Mar. 13, 2004 - Fishing and Sporting Auction Wrap Up
On Saturday March 13, Dan Ripley's Antique Helper in Indianapolis, Indiana hosted their first ever all-fishing and sporting auction. Drawing from the collection of an important local collector, all of the more than 500 lots sold, with more than 300 absentee bids placed before the start of the sale.
Collectors from across the Midwest gathered, in a grand finale to an entire weekend devoted to their passion, to bid against hundreds of online bidders from as far away as Texas and California. Despite a robust sense of camaraderie in this group, there was plenty of good natured competition as collectors bid to win the most desirable baits, lures, buckets and reels. Ending sale prices do not reflect a buyer's premium of 10% for floor bids and 15% for online and absentee bids.

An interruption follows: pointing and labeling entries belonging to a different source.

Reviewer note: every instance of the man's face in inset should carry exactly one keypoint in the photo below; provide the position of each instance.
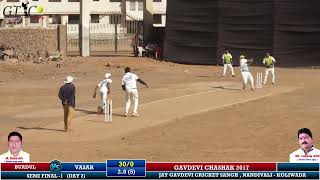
(305, 140)
(15, 144)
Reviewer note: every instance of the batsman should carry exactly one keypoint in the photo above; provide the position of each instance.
(105, 91)
(269, 62)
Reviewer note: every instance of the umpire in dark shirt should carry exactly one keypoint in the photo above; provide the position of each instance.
(67, 94)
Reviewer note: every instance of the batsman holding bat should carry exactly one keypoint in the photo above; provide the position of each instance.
(244, 63)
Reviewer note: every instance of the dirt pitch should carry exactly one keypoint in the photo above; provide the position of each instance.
(189, 113)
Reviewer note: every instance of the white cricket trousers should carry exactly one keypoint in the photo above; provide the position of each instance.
(245, 76)
(267, 73)
(225, 67)
(134, 94)
(103, 99)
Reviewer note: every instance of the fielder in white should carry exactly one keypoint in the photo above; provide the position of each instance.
(269, 62)
(245, 72)
(104, 87)
(227, 63)
(129, 84)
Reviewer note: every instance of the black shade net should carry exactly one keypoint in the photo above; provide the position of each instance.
(199, 31)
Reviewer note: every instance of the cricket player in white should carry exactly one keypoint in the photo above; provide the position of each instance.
(129, 84)
(15, 153)
(245, 72)
(269, 62)
(104, 92)
(227, 63)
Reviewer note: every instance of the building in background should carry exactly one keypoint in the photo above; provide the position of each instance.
(68, 12)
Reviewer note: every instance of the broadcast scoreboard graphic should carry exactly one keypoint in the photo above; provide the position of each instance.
(112, 169)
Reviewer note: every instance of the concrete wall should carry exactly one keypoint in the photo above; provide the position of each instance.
(33, 41)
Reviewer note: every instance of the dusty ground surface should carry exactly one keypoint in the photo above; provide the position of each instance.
(189, 113)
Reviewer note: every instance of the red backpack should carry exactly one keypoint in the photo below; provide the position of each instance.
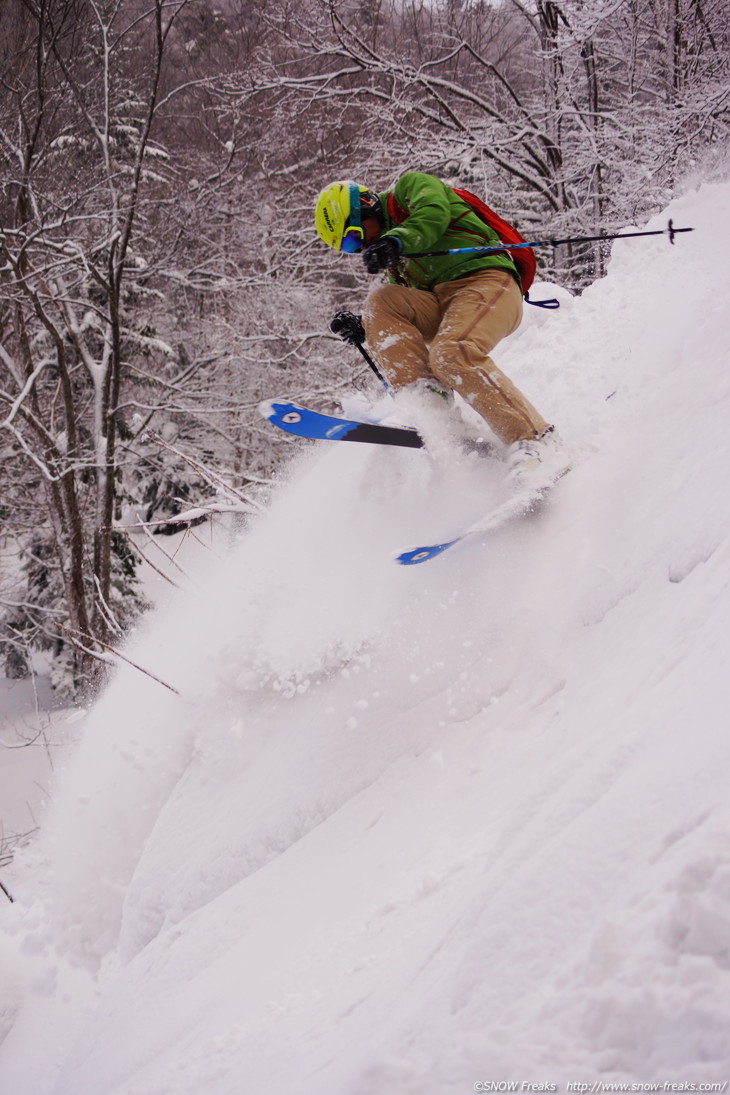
(523, 258)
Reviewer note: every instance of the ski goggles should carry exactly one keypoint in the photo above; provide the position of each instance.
(352, 240)
(354, 237)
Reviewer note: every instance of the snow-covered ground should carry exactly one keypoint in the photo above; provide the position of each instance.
(417, 830)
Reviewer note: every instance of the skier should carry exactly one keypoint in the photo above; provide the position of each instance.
(438, 318)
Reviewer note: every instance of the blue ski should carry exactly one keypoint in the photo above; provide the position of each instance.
(518, 505)
(301, 422)
(293, 418)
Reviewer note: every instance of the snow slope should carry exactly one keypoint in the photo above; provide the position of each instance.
(420, 829)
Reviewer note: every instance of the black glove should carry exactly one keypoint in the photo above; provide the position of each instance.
(348, 326)
(383, 254)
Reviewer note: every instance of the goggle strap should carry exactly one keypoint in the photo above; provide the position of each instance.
(355, 219)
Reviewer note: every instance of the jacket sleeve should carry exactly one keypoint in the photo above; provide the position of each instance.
(427, 200)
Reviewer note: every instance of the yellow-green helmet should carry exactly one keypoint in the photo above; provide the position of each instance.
(338, 215)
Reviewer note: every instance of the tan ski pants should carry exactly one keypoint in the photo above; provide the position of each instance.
(448, 335)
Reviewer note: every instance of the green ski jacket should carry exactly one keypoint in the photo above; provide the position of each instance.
(437, 220)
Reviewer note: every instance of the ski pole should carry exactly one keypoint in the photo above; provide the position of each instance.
(373, 367)
(670, 230)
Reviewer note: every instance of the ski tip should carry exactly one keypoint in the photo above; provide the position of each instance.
(274, 408)
(421, 554)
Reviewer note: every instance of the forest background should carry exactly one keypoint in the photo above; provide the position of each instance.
(159, 271)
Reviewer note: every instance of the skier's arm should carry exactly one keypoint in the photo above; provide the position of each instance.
(427, 200)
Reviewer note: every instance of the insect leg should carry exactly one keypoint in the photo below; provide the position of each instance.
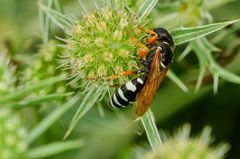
(153, 37)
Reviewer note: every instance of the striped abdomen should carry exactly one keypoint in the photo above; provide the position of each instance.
(127, 93)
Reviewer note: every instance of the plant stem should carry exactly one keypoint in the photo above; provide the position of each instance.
(151, 130)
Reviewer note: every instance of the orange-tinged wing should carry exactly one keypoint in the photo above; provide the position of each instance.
(145, 96)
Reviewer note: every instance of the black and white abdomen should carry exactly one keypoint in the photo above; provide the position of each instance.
(127, 93)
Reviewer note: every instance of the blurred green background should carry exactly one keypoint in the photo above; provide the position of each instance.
(20, 34)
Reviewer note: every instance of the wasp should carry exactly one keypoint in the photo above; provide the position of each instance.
(156, 58)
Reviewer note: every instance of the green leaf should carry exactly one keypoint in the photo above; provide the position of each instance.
(51, 118)
(54, 148)
(21, 92)
(225, 74)
(61, 20)
(151, 130)
(39, 100)
(184, 35)
(89, 100)
(146, 8)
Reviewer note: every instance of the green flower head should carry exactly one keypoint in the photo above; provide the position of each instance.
(103, 44)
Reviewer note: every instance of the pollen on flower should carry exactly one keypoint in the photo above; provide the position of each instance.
(103, 39)
(99, 41)
(88, 58)
(123, 53)
(102, 71)
(118, 69)
(132, 65)
(107, 56)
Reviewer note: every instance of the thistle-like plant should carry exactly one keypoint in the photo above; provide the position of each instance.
(103, 43)
(182, 146)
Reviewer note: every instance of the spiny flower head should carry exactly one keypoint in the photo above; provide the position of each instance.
(7, 73)
(13, 136)
(181, 146)
(102, 44)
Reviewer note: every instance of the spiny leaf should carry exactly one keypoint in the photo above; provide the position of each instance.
(184, 35)
(54, 148)
(21, 92)
(151, 129)
(39, 100)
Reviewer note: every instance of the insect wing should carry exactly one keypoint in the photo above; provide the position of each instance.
(145, 96)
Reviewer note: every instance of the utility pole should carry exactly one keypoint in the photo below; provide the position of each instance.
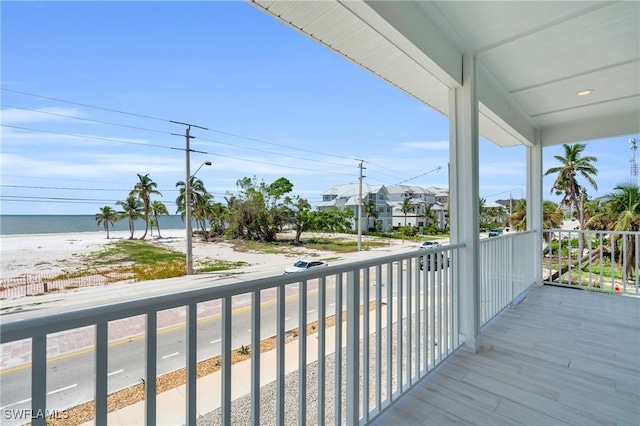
(187, 192)
(360, 207)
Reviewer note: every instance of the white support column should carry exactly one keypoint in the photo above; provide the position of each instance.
(464, 209)
(534, 205)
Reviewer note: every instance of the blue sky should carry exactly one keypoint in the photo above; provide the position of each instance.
(275, 102)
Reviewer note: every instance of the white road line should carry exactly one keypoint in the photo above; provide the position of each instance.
(62, 389)
(170, 355)
(16, 403)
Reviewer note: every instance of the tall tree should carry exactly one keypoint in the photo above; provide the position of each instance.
(621, 212)
(157, 209)
(132, 209)
(300, 215)
(143, 189)
(106, 216)
(572, 166)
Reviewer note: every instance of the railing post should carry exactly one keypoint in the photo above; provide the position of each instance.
(353, 346)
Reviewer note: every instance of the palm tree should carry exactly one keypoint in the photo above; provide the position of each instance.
(143, 190)
(621, 212)
(198, 193)
(133, 209)
(566, 183)
(405, 208)
(106, 216)
(157, 209)
(429, 216)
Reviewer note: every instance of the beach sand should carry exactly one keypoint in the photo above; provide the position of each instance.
(53, 253)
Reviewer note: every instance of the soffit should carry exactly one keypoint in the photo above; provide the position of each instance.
(533, 57)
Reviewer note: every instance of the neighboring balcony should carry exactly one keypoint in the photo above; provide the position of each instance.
(392, 352)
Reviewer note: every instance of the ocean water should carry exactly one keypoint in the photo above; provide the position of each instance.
(55, 224)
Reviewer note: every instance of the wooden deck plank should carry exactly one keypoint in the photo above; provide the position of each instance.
(560, 356)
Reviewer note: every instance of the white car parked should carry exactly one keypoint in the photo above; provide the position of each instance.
(305, 265)
(430, 244)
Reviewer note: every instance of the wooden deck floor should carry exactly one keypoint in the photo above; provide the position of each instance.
(562, 356)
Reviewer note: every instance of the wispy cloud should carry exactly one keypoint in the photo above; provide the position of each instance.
(427, 146)
(16, 116)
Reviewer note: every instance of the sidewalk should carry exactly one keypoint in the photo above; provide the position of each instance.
(171, 405)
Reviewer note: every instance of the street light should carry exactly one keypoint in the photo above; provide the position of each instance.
(187, 213)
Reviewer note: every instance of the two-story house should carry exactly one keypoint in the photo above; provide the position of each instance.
(346, 197)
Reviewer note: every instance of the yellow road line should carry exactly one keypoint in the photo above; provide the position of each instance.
(141, 336)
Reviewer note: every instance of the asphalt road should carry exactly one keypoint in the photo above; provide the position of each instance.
(70, 376)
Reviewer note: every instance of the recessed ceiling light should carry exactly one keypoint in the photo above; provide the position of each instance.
(585, 92)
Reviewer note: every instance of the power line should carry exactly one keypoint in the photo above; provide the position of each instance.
(85, 119)
(162, 119)
(87, 137)
(84, 105)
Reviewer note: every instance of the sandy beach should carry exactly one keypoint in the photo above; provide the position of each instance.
(53, 253)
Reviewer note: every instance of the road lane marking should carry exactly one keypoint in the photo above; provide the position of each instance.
(16, 403)
(62, 389)
(141, 336)
(170, 355)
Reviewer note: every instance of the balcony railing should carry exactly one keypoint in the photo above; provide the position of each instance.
(396, 318)
(507, 271)
(604, 261)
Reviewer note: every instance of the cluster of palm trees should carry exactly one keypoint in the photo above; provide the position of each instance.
(138, 205)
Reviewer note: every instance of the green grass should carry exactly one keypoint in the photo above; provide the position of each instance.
(327, 244)
(135, 252)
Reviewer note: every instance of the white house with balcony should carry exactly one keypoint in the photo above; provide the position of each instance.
(475, 339)
(346, 197)
(419, 198)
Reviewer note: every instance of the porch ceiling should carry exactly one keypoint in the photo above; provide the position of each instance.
(533, 58)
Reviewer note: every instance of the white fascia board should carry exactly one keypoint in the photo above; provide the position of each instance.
(587, 130)
(406, 26)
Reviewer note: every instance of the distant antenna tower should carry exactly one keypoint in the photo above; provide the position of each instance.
(633, 143)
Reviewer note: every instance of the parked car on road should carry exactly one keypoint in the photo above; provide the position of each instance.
(305, 265)
(441, 261)
(429, 244)
(495, 232)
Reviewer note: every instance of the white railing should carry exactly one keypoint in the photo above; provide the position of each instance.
(408, 327)
(604, 261)
(506, 271)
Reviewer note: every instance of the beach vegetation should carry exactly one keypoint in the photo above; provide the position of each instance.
(200, 200)
(132, 209)
(143, 189)
(107, 216)
(158, 209)
(572, 166)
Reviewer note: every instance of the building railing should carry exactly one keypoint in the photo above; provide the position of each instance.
(396, 318)
(506, 271)
(605, 261)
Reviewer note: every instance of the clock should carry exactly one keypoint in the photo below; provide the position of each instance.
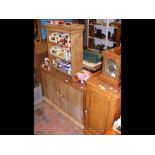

With prices strong across the board, there were a few items that stood apart from this impressive grouping of fishing ephemera. Early in the sale, a Creek Chub baby jointed Pikie with day and night finish and mint in box, estimated to bring $200-$300, set the day's pace, closing at $700. Catalog prices were strong as well, with several lots of South Bend catalogs selling at or above estimate, including a 1926 catalog closing at $120. Meanwhile, a South Bend Crippled Minnow bait, excellent in box, topped its high estimate of $300, sold for $425.
A trio of antique reels was offered, including a Peck & Snyder NY brass Reel in very good condition selling for $400. Several minnow buckets were available as well, with a very rare Lucas Rectangular Floating minnow bucket in excellent condition. One of the most desirable and hardest to find minnow buckets ever made, this choice item sold within its estimate of $300-$500, closing at $425.
A strong collection of Lauby baits all sold within or above estimate as well, with prices ranging from $190-$425. The highest sellers in this group were a lot of four Lauby fly rod baits in excellent condition. Estimated to bring $100-$200, this lot finally closed at $425.
A Great Type I Flying Helgramite from the 1880s, estimated to bring $2,000-$4,000 closed within the mark at $2,100. Considered to be the first wood bait to be commercially produced, this was the non-luminous version of the better-known Harry Comstock/Enterprise Manufacturing Type 2.
In keeping with sales of the day, three Creek Chub Husky Baits in Fire Finish all sold well above estimates of $400-$700, with a Creek Chub Husky Injured Minnow in box closing at $1,550 and two Creek Chub Husky Plunkers each closing at $975.